I'm trying to figure out which brand to go with, it's difficult when local vendors only have literature of the different brands offered and not much on display. I'd like to see them in person before I make a decision.

Was originally considering Clopay until I saw one in person and saw the push in clips on the arched window veins that I didn't notice until I get closer, plus my opening is 6' 8.5" and a 6' 9" door would be a special size and an extra $325. A lot of the brands have the window sections (for instance arched windows) as one rectangular assembly that appears to snap into place, I don't care for that look. CHI supposedly has the whole top window section as one piece, which eliminates the snapped in look,and they offer a 6' 9" door as a standard size.

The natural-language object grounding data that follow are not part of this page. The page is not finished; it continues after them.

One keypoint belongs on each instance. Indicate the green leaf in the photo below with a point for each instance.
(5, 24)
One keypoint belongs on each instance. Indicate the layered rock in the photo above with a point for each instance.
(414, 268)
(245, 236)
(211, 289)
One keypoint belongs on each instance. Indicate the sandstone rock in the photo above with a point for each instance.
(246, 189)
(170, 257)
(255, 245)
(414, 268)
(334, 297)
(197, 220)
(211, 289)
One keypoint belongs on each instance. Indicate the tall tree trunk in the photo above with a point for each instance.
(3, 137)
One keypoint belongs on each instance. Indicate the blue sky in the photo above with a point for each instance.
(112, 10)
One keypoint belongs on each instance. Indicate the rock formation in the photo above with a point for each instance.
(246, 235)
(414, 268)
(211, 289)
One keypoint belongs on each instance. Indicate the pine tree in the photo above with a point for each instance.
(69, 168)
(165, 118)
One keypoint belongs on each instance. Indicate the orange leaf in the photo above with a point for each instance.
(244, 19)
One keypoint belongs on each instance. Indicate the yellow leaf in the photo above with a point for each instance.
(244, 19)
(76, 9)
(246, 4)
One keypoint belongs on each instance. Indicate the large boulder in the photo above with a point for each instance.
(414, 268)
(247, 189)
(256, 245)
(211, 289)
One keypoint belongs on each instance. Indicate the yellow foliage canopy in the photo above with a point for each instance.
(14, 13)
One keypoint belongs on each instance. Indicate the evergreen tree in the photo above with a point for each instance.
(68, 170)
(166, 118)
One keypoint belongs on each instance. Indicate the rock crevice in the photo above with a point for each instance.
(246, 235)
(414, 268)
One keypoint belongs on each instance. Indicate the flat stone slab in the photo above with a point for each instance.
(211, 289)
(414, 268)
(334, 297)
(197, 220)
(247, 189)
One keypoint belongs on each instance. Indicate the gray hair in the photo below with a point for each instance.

Most of the garage door brands web sites have photoshopped photos of their doors added onto homes, they look so fake it's pathetic. If anyone has steel carriage house doors I'd appreciate actual pics and insight about the brand. I've googled this and have found a few pics (most are stock photos from the sites everyone seems to use).

Thanks


----------



## Just Bill (Dec 21, 2008)

Look for a Raynor dealer in your area, they have actual doors on display, and much better quality than big box.


----------



## Rock8Reno (Mar 21, 2011)

Thanks for the info, I'll look into them.


----------



## Rock8Reno (Mar 21, 2011)

Does anyone have or had experience with this type of garage door? I've looked at Clopay, Amarr, CHI and they're all about the same. What I prefer is when the top arched windows look like they are molded into the whole panel NOT SNAPPED IN (you should not see a rectangular shaped around an arched window). CHI is one of the only steel carriage doors that offers this.


----------